Commenting on the importance of the “Decolonise your food” campaign, Dalí Nolasco Cruz, a Mexican indigenous leader and member of Slow Food’s board, asserts that “Our food connects us to our communities, with Mother Earth and with our forebears. It is our culture, our knowledge, our life, in other words, our very identity”.

For Nolasco “it is essential to guarantee that indigenous peoples’ foods continue to be respected, protected and celebrated as an integral part of world culinary culture”. In Mexico, the Indigenous Peoples Network is playing a very active role in this campaign by promoting the identification and presentation by indigenous communities of local foods they would like to decolonise. It has participated for years in the various initiatives and campaigns that call for a country without genetically modified food.

Nolasco Cruz insists fervently on the compelling need to promote “local agriculture to defend the biodiversity, territory and identity of the native communities”, in particular in Latin America, “where the situation remains critical”.

On the other hand, on 8th and 9th August the summit of the Amazon Cooperation Treaty Organisation (OTCA) took place in the city of Belém de Pará, in the Brazilian north.

At this summit, called by Brazil, top level leaders attended from Colombia, Ecuador, Bolivia, Peru, Guyana, Suriname and Venezuela – the other seven nations making up this geographical region, a true ecological lung and a principal centre of the planet’s biodiversity.
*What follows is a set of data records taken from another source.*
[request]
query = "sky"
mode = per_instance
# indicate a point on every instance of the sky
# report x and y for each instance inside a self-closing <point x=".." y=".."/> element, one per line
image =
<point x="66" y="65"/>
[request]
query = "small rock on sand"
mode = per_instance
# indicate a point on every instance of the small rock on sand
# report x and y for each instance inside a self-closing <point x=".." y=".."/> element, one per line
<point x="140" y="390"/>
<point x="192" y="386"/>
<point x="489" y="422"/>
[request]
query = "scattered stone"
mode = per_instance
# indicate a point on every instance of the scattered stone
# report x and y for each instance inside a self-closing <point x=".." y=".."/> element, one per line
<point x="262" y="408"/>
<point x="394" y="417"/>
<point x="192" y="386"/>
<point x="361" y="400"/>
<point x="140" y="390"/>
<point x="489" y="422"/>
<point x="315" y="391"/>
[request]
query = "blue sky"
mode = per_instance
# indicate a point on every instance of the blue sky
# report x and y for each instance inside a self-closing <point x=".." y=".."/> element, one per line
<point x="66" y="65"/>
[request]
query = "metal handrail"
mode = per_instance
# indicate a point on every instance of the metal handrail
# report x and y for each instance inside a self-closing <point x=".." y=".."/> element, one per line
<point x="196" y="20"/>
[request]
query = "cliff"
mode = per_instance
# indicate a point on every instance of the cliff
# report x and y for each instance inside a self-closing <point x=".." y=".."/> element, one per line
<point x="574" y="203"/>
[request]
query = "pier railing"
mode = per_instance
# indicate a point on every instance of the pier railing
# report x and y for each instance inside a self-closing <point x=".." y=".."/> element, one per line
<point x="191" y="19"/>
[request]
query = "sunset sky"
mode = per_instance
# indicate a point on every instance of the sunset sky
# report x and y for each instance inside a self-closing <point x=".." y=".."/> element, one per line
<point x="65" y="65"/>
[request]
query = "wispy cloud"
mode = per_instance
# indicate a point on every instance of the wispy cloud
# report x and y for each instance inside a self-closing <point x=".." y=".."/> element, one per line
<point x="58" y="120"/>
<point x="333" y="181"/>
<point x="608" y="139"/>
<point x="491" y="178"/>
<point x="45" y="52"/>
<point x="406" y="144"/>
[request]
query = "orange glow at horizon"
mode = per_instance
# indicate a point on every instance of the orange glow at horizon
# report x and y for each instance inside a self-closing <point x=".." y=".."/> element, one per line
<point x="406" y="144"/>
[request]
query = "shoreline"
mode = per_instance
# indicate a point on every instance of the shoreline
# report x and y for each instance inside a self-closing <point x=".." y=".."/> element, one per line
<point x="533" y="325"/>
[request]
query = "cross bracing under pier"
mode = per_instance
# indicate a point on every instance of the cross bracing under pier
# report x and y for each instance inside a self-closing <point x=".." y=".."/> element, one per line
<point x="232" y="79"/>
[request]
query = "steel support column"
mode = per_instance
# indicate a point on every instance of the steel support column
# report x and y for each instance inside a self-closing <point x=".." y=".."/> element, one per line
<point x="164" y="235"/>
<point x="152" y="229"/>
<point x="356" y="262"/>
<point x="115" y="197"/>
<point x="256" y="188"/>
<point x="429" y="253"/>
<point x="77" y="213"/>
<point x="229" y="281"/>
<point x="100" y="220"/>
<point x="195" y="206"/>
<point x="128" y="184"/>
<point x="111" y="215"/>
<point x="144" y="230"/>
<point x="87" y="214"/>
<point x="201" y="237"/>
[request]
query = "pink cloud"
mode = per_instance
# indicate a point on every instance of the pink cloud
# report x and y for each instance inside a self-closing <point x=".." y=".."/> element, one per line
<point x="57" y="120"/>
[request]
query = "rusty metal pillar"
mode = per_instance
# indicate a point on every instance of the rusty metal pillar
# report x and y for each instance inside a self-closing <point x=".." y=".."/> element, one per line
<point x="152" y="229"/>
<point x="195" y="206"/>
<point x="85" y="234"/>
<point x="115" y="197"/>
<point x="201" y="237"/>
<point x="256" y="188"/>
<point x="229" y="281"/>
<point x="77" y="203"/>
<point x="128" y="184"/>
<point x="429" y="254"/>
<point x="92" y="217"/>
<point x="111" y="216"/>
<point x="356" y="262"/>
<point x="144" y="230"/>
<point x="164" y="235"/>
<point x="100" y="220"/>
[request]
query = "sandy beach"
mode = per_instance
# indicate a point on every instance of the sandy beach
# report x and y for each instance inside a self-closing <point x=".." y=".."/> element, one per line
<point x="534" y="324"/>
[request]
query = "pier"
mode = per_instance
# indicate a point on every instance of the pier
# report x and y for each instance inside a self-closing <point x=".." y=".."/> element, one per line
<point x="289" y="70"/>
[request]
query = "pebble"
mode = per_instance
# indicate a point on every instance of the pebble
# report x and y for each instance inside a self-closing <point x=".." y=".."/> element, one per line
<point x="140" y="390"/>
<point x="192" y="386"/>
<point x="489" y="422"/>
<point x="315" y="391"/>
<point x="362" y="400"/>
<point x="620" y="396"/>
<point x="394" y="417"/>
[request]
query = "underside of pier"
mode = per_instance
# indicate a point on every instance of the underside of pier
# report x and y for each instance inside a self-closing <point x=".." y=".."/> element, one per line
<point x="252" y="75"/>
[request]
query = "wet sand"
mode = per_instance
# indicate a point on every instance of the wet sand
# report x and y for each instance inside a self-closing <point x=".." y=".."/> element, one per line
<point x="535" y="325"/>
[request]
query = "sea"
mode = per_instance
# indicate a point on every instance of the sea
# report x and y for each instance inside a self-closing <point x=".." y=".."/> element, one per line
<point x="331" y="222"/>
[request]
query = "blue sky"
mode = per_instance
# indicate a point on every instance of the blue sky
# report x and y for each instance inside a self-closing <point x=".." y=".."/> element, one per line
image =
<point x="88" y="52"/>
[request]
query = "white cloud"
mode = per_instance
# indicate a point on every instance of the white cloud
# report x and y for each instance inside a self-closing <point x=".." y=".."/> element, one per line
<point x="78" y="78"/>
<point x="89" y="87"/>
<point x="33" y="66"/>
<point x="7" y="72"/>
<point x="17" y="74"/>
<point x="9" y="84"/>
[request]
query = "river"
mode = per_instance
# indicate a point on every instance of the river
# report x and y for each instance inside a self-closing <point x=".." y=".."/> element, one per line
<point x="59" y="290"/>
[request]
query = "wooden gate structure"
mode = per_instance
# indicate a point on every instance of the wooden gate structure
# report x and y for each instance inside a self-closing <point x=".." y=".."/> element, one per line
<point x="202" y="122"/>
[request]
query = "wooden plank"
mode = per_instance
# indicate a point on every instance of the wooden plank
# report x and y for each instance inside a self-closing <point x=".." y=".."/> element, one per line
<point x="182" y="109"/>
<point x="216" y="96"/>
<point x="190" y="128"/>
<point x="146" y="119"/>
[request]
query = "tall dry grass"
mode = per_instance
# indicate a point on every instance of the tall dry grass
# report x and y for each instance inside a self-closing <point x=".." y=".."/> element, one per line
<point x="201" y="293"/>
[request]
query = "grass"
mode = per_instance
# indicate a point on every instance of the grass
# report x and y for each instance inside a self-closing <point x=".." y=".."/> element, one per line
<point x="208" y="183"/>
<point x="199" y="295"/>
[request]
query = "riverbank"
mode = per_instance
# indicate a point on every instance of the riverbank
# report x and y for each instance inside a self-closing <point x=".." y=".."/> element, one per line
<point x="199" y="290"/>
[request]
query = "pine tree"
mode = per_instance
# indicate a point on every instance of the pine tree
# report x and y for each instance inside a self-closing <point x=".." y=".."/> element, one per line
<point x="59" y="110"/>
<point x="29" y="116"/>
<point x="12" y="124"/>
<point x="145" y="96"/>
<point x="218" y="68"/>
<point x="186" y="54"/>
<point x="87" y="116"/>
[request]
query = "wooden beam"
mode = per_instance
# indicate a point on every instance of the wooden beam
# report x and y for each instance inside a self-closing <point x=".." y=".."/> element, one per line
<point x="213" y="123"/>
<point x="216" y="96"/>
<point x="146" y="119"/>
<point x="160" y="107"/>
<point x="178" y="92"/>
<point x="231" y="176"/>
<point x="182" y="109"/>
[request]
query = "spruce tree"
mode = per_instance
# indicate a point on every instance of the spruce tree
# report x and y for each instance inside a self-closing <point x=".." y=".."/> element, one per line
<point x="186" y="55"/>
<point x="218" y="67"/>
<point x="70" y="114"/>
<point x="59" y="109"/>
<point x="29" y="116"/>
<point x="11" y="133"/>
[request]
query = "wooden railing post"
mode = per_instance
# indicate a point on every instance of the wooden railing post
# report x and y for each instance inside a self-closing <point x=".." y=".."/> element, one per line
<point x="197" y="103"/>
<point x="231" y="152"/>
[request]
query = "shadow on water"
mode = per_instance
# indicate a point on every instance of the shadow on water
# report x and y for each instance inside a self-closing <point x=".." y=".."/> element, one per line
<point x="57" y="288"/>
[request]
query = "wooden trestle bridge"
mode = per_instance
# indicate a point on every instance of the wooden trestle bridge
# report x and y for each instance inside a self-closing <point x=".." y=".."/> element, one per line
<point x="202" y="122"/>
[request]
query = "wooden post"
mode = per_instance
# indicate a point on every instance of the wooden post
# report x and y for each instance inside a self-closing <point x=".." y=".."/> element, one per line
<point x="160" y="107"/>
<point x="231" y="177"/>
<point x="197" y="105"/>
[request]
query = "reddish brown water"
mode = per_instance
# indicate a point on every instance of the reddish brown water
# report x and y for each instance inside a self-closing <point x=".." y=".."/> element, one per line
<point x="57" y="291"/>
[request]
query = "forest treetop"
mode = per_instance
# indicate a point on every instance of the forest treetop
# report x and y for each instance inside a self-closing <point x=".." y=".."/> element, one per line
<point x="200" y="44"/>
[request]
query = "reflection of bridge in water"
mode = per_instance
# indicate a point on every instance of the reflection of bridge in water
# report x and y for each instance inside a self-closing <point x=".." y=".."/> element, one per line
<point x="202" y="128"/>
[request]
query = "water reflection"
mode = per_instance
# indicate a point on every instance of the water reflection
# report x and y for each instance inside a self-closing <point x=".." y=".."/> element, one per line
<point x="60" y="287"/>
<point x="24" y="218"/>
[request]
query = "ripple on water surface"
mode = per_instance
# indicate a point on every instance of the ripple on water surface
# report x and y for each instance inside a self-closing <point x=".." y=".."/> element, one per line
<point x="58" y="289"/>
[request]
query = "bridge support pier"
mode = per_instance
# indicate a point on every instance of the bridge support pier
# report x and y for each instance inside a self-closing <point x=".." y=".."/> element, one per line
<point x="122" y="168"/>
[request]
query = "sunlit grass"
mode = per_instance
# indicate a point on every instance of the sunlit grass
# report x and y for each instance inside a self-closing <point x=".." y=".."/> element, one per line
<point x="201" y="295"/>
The final document includes an agenda for confronting deforestation and establishes measures of cooperation between nations for the protection of the Amazon biome.

One key aspect is reminding the world’s powerful nations that they must meet their financial commitments to care for and protect the Amazon, as set out in the UN climate accords. It is a matter of close to 100,000 million dollars annually. Despite these positive steps, spokespeople for the indigenous communities expressed their scepticism over the summit’s overall results. Essential topics such as the zero deforestation by 2030 goal and the oversight of oil and gas expansion in the Amazon were not effectively answered.